Филиппов оттолкнул чужую мерзкую руку и попытался спрятаться под одеялом. Но одеяла на нем не было. В следующую секунду он понял, что вынырнул из небытия в самое жуткое, самое бесчеловечное похмелье. От обиды на себя Филиппов застонал.
– Только не надо прикидываться, – сказал мерзкий голос, прилагавшийся к мерзкой руке. – Ничего у вас не болит. Утром еще скакали по всей квартире. И не надо меня пинать, пожалуйста… Сами же просили вас разбудить. Я уже такси вызвала. Вам в Домодедово, правильно?
Филиппов хотел приподнять голову, но головы на нем тоже не было. Вернее, она была, но чья-то чужая. Кто-то забыл на нем свою голову – гадкую, липкую, непослушную.
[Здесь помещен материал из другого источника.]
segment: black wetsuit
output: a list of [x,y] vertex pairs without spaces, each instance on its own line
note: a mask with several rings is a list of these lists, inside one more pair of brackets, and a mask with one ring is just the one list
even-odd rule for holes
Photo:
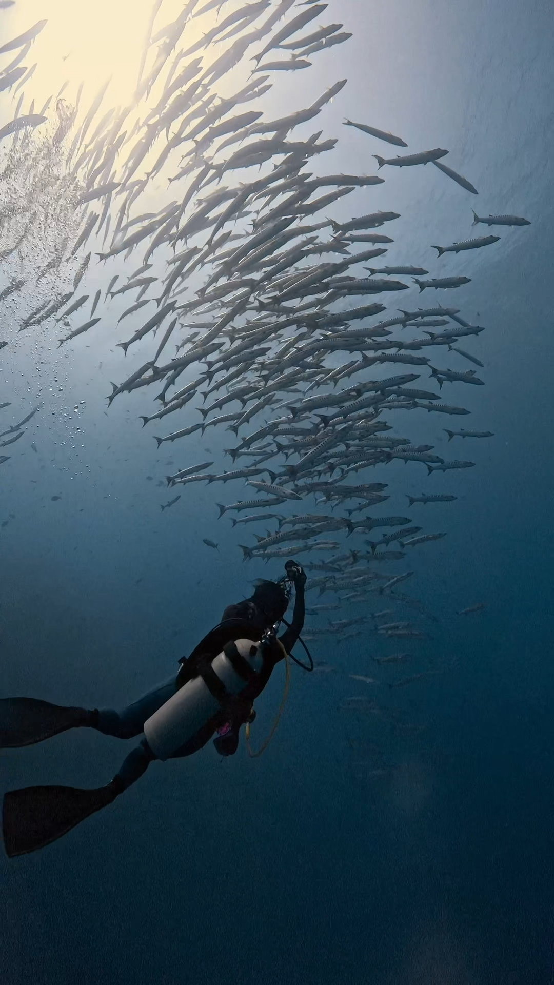
[[[246,623],[250,623],[252,627],[252,638],[256,641],[261,638],[263,633],[272,624],[267,616],[258,607],[256,607],[251,600],[242,602],[238,606],[228,606],[223,616],[225,621],[230,619],[240,619],[242,622],[242,631],[245,630],[244,621],[246,621]],[[291,626],[278,637],[287,653],[291,652],[300,633],[302,632],[304,616],[304,584],[300,583],[297,584],[295,588],[295,607]],[[224,629],[224,626],[225,622],[222,621],[222,630]],[[213,636],[216,631],[217,630],[212,630],[209,636]],[[229,639],[229,633],[227,638]],[[194,675],[194,658],[195,653],[198,650],[201,651],[201,644],[199,644],[189,658],[191,662],[191,666],[189,668],[191,672],[190,677]],[[191,738],[184,743],[183,746],[172,754],[171,758],[180,758],[181,756],[191,755],[193,753],[197,753],[198,750],[202,749],[202,747],[209,742],[217,730],[224,727],[227,723],[231,725],[230,730],[226,735],[220,736],[216,739],[215,744],[216,749],[222,755],[233,755],[239,746],[239,732],[241,726],[250,717],[252,702],[265,688],[269,678],[271,677],[273,668],[283,659],[283,656],[284,655],[281,652],[273,652],[273,655],[271,655],[271,653],[266,654],[264,666],[260,673],[256,675],[255,681],[251,685],[247,685],[240,694],[230,695],[227,706],[218,709],[216,714],[213,715],[206,722],[206,724],[202,726],[202,728],[198,729],[198,731],[195,732],[195,734],[191,736]],[[179,676],[180,673],[181,672],[179,672]],[[189,677],[185,674],[184,680],[187,679],[189,679]],[[169,681],[165,681],[161,686],[148,691],[148,693],[144,694],[138,701],[133,702],[133,704],[121,711],[115,711],[111,708],[101,709],[99,711],[98,723],[96,723],[94,727],[100,732],[104,732],[104,735],[117,736],[120,739],[131,739],[134,736],[138,736],[143,731],[145,721],[153,715],[154,712],[162,706],[162,704],[169,701],[170,697],[174,694],[177,688],[183,683],[183,680],[179,682],[178,677],[175,680],[175,676],[173,675]],[[129,754],[118,770],[118,776],[123,782],[123,786],[127,787],[130,786],[131,783],[134,783],[135,780],[142,775],[153,758],[155,758],[154,754],[150,750],[146,739],[143,739],[140,745]]]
Чужая голова не приподнялась. Все остальные органы и части тела немедленно присоединились к этому параду суверенитетов. Желудок требовал отнести его туда, где можно стошнить; лоб умолял, чтобы в него больше не лили раскаленный свинец; язык и гортань мечтали об айсбергах; а руки скромно хотели дрожать и покрываться испариной. Филиппов чувствовал себя как Советский Союз в девяносто первом году. Он распадался на части. Всё это было как будто он умер, только намного хуже.
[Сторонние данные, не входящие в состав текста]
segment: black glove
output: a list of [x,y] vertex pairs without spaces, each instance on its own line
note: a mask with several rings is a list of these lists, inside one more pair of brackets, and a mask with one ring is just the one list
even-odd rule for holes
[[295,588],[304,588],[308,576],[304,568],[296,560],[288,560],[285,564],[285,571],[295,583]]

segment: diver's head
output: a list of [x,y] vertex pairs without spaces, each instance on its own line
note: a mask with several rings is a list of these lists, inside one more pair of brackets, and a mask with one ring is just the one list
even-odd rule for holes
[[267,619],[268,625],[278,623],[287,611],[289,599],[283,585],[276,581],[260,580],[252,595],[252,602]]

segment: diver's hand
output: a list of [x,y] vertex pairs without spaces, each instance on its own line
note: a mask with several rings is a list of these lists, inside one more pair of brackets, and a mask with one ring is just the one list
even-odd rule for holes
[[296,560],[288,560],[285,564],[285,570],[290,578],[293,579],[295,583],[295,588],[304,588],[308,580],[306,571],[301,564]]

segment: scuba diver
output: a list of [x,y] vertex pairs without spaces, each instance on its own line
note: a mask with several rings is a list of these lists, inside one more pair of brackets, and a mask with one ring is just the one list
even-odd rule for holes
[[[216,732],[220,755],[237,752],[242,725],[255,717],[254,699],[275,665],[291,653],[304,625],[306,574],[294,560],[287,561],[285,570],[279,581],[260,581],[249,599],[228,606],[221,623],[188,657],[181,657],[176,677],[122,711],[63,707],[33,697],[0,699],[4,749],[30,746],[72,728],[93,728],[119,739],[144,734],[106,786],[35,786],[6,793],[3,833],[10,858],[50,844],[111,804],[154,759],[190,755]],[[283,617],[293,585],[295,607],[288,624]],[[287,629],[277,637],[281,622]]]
По поводу смерти Филиппов годам к сорока понял, что, уходя, он просто станет равен себе приходящему, и перестал активно напрягаться на эту тему. До сорока напрягался, но потом отпустило. Ведь не было его, такого замечательного, талантливого и неповторимого до определенной точки во времени, до двух закорючек в календаре. Точно так же не будет и после другой цифры. Он просто выйдет за скобки, и уравнение будет решено. А решить уравнение – значит найти его корни. В этом смысле он сравнивал себя со старым хитрым китайцем, который рыщет по горам в поисках каких-то волшебных корешков. Нашел корешок – уравнение решено. А вместе с ним и бессмертие. Потому что после смерти Филиппов собирался лишь уравняться с тем существом, которого не было тут сорок два года тому назад, которое тусило до момента рождения непонятно где и уж наверняка ни о какой смерти не заморачивалось. Он планировал просто поставить знак равенства между собой и этим прикольным, ни на что не заморачивающимся существом. Вся разница для него между тем, что было до скобок, и тем, что будет после них, состояла теперь в десятке-другом остающихся после него фотографий, которые несомненно были зло, потому что никому ведь не приходило в голову рыдать над ними или вставлять их в траурные рамки до твоего рождения – скажем, на том основании, что тебя еще нет в этом мире, и что все вокруг заждались, а ты никак не появляешься на белый свет. Это уже потом они взяли моду. Привыкли, что ты в зоне доступа, и про знак равенства им невдомек. Так что смерти как таковой Филиппов почти не боялся. Похмелье было страшней.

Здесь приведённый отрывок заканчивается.